There’s one more reason to beware now of your privacy being breached by your phone, as ZScaler warns about the Android app that will blackmail you for quite a decent sum of money in exchange for keeping your information safe.
They say that our lives would change drastically if people had access to every thought going through our head. But what about getting access to everything on our phone? Some might be willing to pay up the ransom in order to make sure everything on their device will remain intact and only for themselves to know.
The Adult Player app, however, is the ransomware that threatens that particular part of your privacy that might not necessary be incriminating, but it’s still not to be shared with everyone.
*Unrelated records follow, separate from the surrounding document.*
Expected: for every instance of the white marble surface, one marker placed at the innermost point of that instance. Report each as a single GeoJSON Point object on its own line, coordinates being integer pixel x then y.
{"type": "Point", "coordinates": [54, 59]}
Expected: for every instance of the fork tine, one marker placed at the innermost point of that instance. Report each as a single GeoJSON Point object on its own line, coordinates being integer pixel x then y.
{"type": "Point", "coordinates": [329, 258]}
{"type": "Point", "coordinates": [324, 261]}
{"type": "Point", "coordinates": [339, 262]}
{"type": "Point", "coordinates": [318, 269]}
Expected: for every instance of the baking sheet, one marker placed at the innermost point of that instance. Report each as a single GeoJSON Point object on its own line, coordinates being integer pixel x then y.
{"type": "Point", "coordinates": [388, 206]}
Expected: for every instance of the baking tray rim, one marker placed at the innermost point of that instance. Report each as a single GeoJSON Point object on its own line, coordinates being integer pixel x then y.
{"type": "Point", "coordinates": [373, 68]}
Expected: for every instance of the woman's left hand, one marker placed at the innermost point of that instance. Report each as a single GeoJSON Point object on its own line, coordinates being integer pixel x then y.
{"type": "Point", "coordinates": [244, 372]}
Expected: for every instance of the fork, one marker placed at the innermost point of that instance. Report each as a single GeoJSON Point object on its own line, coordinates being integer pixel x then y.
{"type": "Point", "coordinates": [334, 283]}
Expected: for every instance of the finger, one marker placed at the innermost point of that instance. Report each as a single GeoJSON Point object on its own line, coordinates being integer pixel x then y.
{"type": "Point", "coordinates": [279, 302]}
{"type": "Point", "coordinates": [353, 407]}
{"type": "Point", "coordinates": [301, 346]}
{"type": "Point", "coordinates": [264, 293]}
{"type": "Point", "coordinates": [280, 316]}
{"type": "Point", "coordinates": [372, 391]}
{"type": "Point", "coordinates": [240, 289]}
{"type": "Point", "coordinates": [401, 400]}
For those not in the know, ‘ransomware’ are malicious apps downloaded on your phone that ask for money in exchange for keeping the information on your device safe.
According to Suelette Dreyfus from the University of Melbourne, it has been a growing domain since it first started infecting phones everywhere around ten years ago. Apparently, ransomware netting reached around $100 million per year, that has been wildly popular among desktop devices, but they’re now pulling their tricks on phones.
Raj Samani from Intel Security has stated that these types of applications have grown in popularity because they’re very easy to make, but it apparently earns around $75,000 every ten weeks for their developers. So, if it makes anyone feel better, they’re not just doing it for the simple display of cunning and malice.
The Adult Player is one particular example that is downloaded directly from the company’s website with the promise that it will provide its user with free pornography. Instead though, the app will appeal to your sense of shame and natural need for keeping everything in your phone private.
Once installed, the app unknowingly takes picture of the user with the front camera, blocks your phone, threatens to delete all your data along with sending it to everyone in your contact list. It goes even a bit further by pretending they’re affiliated with the FBI, accessing your detailed information to make sure you’re aware that ‘they know who you are’.
The price to stop it set at $500 sent through you PayPal account and it would all be back to normal. But that might very well be a deceit too. Since you’re not precisely dealing with people of unblemished integrity, there’s no moral principle to stop them from moving forward with their threat anyway or just asking for additional pay.
Users are cautioned to only download apps from the official stores, such as Google Play Store, since they do not feature malicious ransomware (unless you count addictive games that just ask for money when you’re hooked), and can only be found on official websites of the black mailers.
If you have downloaded the app or find yourself suddenly being hustled by your phone, you need to boot your device in safe mode, remove the app’s administration privileges, and then move forward to uninstalling the app.